# **Interconnect Optimization with SoC Designer**

The SoC interconnect must be designed and optimized to support a heterogeneous mix of data paths which may inherently have widely varying performance characteristics. The fabric must reliably deliver the required throughput and hide latency for performance critical paths while simultaneously managing the flow of traffic for slower paths and ports requiring lower bandwidth. Thus the system bus as a whole must strike the appropriate between latency and throughput for the collection data paths. Optimizing around this balance is essential to minimizing power, performance, area (PPA) costs and avoiding an inefficient, over-designed SoC.

There are many other questions involved with optimization to allow for a balanced SoC: What is the best way to isolate and eliminate performance bottlenecks? How can load-balancing and quality of service (QoS) simultaneously be ensured? How will cache coherency impact the interconnect traffic – and system throughput?

## Architectural exploration Vs. Performance tuning: Chicken or Egg?

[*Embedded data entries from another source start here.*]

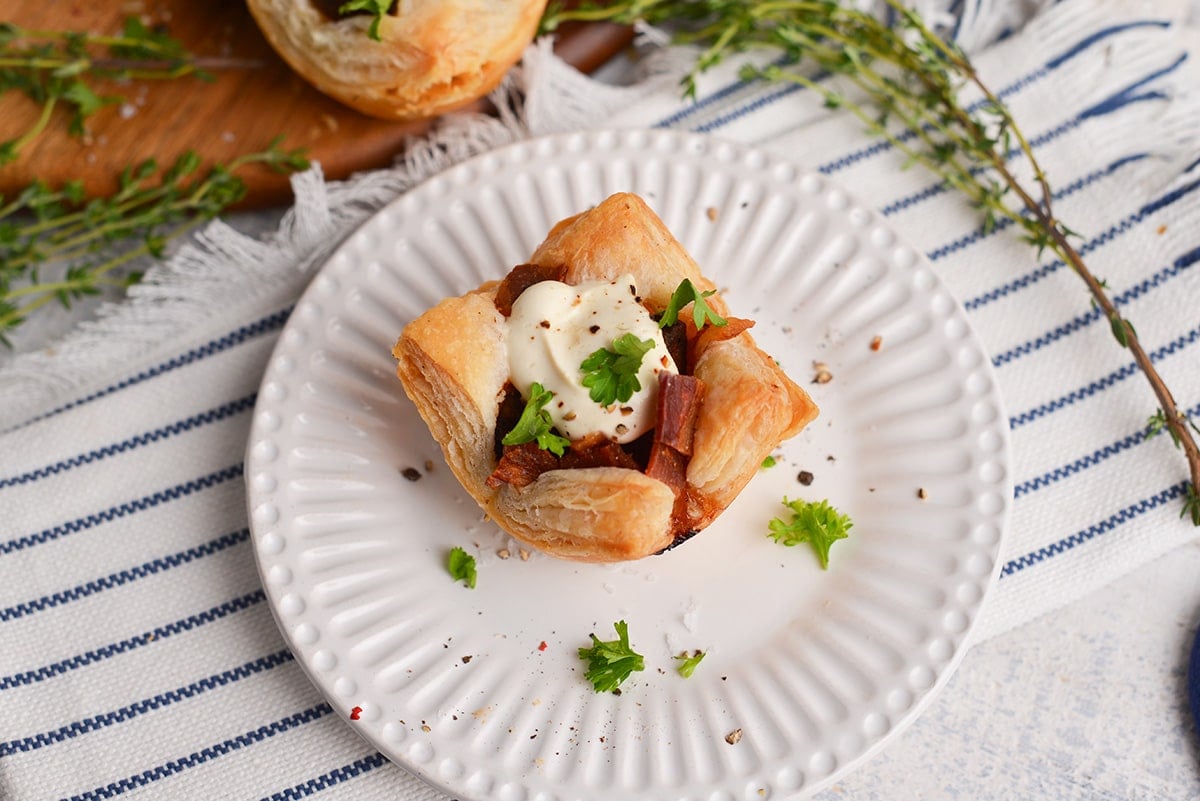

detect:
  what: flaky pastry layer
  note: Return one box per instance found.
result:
[392,193,817,561]
[247,0,546,120]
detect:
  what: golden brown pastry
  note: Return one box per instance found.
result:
[247,0,546,120]
[392,194,817,561]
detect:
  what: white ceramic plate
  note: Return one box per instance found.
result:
[247,131,1010,801]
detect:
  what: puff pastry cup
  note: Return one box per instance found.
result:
[392,194,817,561]
[247,0,546,120]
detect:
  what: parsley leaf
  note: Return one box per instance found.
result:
[446,546,475,590]
[337,0,392,42]
[674,651,704,679]
[500,381,571,456]
[580,620,646,693]
[659,278,727,330]
[580,333,654,406]
[767,498,854,570]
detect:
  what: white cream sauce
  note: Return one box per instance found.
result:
[508,276,679,442]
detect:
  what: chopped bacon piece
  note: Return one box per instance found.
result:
[652,372,704,456]
[646,442,688,498]
[496,264,566,317]
[662,320,691,375]
[486,442,558,489]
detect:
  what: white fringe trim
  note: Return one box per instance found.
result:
[0,0,1200,430]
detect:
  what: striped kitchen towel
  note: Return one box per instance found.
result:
[0,0,1200,801]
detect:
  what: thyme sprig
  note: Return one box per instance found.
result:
[0,139,307,344]
[0,17,254,165]
[541,0,1200,525]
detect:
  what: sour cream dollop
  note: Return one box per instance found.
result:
[506,276,679,442]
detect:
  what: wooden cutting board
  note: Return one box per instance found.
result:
[0,0,631,206]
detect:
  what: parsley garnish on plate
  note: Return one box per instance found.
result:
[659,278,727,330]
[337,0,391,42]
[580,620,646,693]
[767,496,854,570]
[446,546,475,590]
[580,333,654,406]
[674,651,704,679]
[500,381,571,456]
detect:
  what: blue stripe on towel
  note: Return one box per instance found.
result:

There is a circular dependency between the design phases related to interconnect optimization. Early optimization of the system architecture to provide robust performance across a wide range of I/O profiles through the bus can limit the ability to fine tune the critical performance paths of the final design. Conversely, the application traffic from the actual IP cores driving the bus as well as real-world variation in the behavior of the slave components handling bus traffic can compromise the intended architectural design of the interconnect.

Usually the CPU core(s) and possibly the GPU are selected prior to interconnect but other IP blocks including the main memory, DMAs, general purpose peripherals are yet to be selected. Thus, the interconnect is to be designed and optimized with an incomplete understanding of the actual workloads that it will need arbitrate and load balance, as well as uncertainty of the latency and throughput constraints that the actual slave devices will impose.

Unfortunately, key design decisions for interconnect optimization require an understanding of the final system. Consider the performance sensitive path between the CPU and main memory. The system bus must harmonize with the main memory controller configuration and programming such that the memory bandwidth is maximized while the latency through the bus is minimized. Other less performance sensitive paths may be slower or may require less bandwidth. This design tradeoff is fundamental and must be accurately profiled, characterized, and displayed for the SoC architect.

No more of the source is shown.